We compared the efficiency of the following instruments: (1) desktop unit (Medtronic Rapid Vac with inner diameter 10 mm and tip flow 1250 L/min, Fig. 2A), (2) central unit with surgical suction (ENT suction, inner diameter 1.5 mm with tip flow 40.6 L/min, Fig. 2B), and (3) central unit with urethral catheter (PAHSCO urethral catheter with inner diameter 2.5 mm and the tip flow is 29 L/min, Fig. 2C). First, we measured the background particle concentration. Then, we used electric diathermy without and with LEV to evaluate the efficiency of LEV. We used coagulation diathermy (coagulation mode, 30 watts) over muscular tissue for 15, 30 and 45 s, each five times, and recorded the average concentration of different PM. We defined the efficiency of LEV as [(concentration without LEV-background concentration) − (concentration with LEV-background concentration)]/(concentration without LEV-background concentration). The results are shown as the average five times for different PMs. We also measured the air flow at the tip of each LEV.

Figure 2
figure 2

Preparation of various local exhaust ventilation. (A) Desktop unit: Medtronic Rapid Vac with the electric scalpel suction adapter (inner diameter 10.0 mm with tip flow 1250 L/min). (B) Surgical suction (ENT suction, inner diameter 1.5 mm with tip flow 40.6 L/min). (C) PAHSCO urethral catheter (inner diameter 2.5 mm with tip flow 29 L/min).

Statistical analysis

We used STATA software, version 12.0 (Stata Corporation, College Station, TX), for the data analysis. Continuous variables are expressed as the mean ± SD (standard deviation). We used linear regression analysis to test different tissues and time durations for the production of TSP. Differences among ß-regression coefficients were considered significant when p < 0.05.

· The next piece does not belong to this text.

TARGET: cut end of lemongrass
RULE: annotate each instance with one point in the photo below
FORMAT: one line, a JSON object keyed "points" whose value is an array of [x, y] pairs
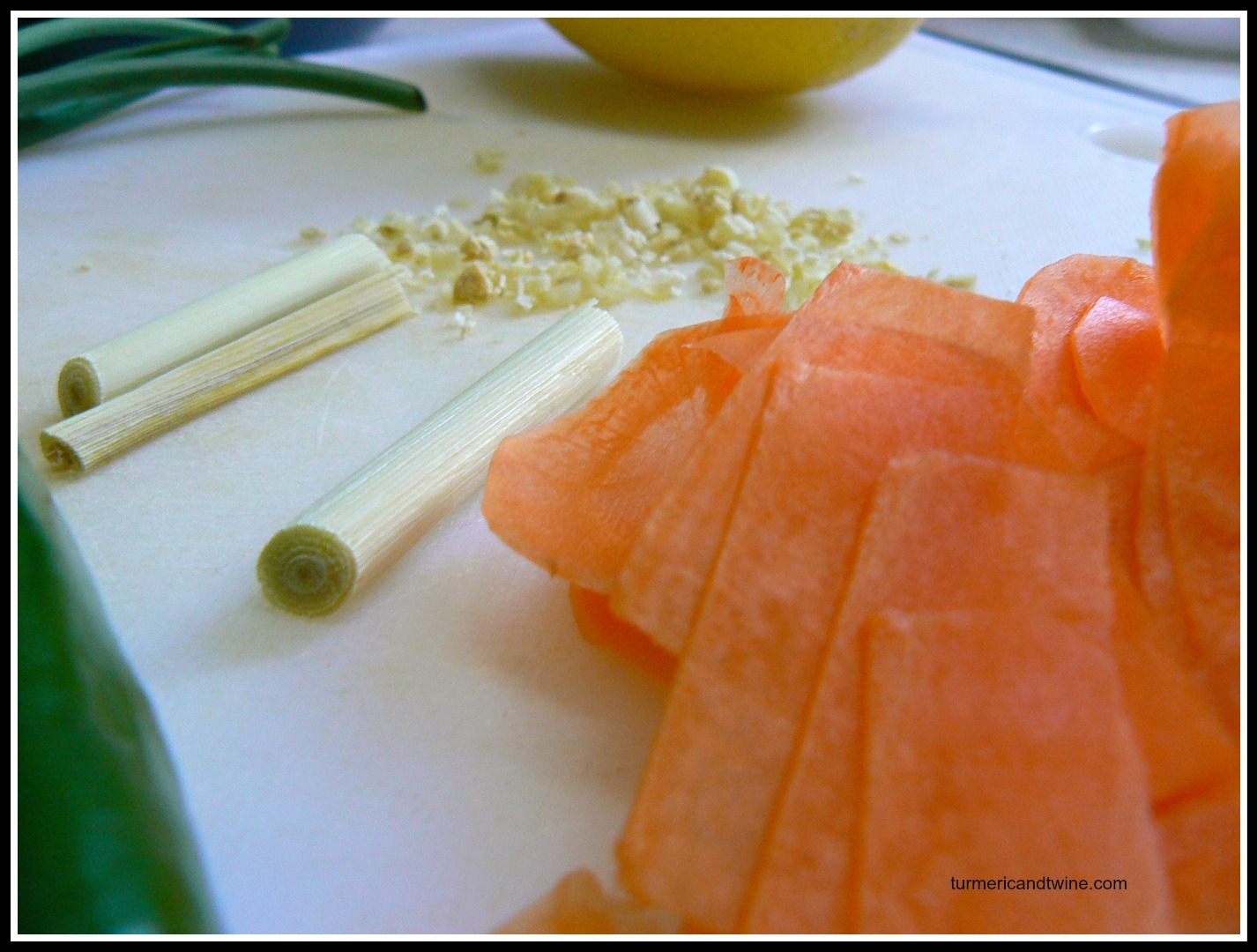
{"points": [[147, 351], [59, 454], [307, 570], [78, 388], [85, 441], [383, 509]]}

Ethical approval and consent

Ethical approval was not required for this study because no humans or live animals were involved in the study process.

Results

With our porcine tissue model, we found that the concentrations of each particle increased gradually with prolonged diathermy duration (Table 1 and Fig. 3A–F). We found that the TSP had a positive correlation with the duration of diathermy in both cutting and coagulation modes (p < 0.01, Table 2).

Table 1 The concentration [mean (SD), μg/m3] of various aerodynamic equivalent diameters (AEDs) of particle in different tissues of the porcine model using coagulation and cutting modes under 30 W power.
Figure 3
figure 3

The concentration of different types of particulate matter among different tissues in porcine model with cutting (AC) and coagulation (DF) modes. The measured average smoke concentration increased gradually with time. Skin tissue in cutting mode and adipose tissue in coagulation mode would produce higher smoke concentrations.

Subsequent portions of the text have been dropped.